C’est une première en 2025 : l’Organisation mondiale de la santé a consacré le 17 novembre, journée mondiale pour l’élimination du cancer du col de l’utérus. C’est surtout pour sensibiliser au dépistage et à la vaccination unique moyen de prévention de ce cancer évitable et qui cause la mort de près de 350 000 femmes à travers le monde.
Cette journée a été désignée par la soixante-dix-huitième Assemblée mondiale de la santé (AMS78.8) comme la première journée mondiale officielle de la santé consacrée à l’élimination d’un cancer.

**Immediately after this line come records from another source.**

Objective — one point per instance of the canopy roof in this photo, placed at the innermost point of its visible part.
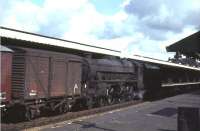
(189, 46)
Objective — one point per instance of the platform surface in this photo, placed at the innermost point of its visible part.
(159, 115)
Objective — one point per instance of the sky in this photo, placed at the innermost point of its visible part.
(135, 27)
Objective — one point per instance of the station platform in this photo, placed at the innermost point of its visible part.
(158, 115)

Elle s’inscrit dans le prolongement d’un mouvement mondial qui a débuté le 17 novembre 2020, lorsque 194 pays se sont engagés collectivement à éliminer un cancer pour la première fois et que l’OMS a lancé une stratégie mondiale pour accélérer l’élimination du cancer du col de l’utérus en tant que problème de santé publique rappelle l’OMS d’ici 2030
Depuis, les communautés, les gouvernements et les partenaires se sont unis chaque année pour élargir l’accès à la vaccination contre le VPH, au dépistage performant et aux services de traitement, faisant ainsi progresser la santé des femmes, l’équité et la couverture sanitaire universelle.
Un cancer évitable : l’enjeu de la prévention
- 90 % des jeunes filles complètement vaccinées contre le HPV avant l’âge de 15 ans ;
- 70 % des femmes dépistées à 35 ans et à 45 ans par un test HPV ;
- 90 % des femmes atteintes d’une lésion précancéreuse ou d’un cancer prises en charge et traitées.

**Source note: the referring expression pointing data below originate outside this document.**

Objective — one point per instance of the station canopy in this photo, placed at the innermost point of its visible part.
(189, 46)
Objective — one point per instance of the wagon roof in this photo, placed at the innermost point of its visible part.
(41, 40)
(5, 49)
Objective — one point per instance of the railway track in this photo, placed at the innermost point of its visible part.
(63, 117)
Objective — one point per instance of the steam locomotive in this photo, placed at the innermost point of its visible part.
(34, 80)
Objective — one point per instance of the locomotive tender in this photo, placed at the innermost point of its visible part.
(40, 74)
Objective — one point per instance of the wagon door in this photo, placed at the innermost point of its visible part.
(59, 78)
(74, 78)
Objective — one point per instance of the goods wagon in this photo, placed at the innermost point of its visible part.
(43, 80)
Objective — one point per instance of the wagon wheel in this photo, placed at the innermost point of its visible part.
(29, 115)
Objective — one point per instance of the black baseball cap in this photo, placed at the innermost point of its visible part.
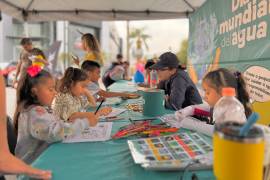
(166, 60)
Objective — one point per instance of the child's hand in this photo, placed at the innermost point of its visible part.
(131, 95)
(104, 111)
(92, 118)
(181, 114)
(90, 97)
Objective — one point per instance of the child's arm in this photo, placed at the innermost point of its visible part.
(108, 94)
(90, 98)
(199, 109)
(47, 127)
(18, 69)
(44, 61)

Un défi mondial, mais une victoire possible
«L’année dernière, l’Afrique du Sud, l’Angola, Cuba, le Ghana, l’Indonésie, le Népal, le Nigéria, le Pakistan, le Rwanda, le Tadjikistan et la Tunisie ont introduit des vaccins anti-HPV dans leurs programmes de vaccination systématique, mené de vastes campagnes nationales ou adopté des stratégies nationales audacieuses pour éliminer le cancer du col de l’utérus.», a déclaré le directeur général de l’OMS Dr Tedors Adhanom Ghebreyesus.
Rappelons que Chaque année l’Algérie enregistre 1.500 nouveaux cas de cancer du col de l’utérus qui constitue désormais un enjeu majeur de santé publique. Ce cancer est causé par une infection persistante au Papillomavirus (HPV), un virus à transmission sexuelle largement répandu.
La vaccination anti-HPV représente la stratégie de prévention primaire la plus efficace pour réduire l’incidence de ce cancer recommande l’OMS.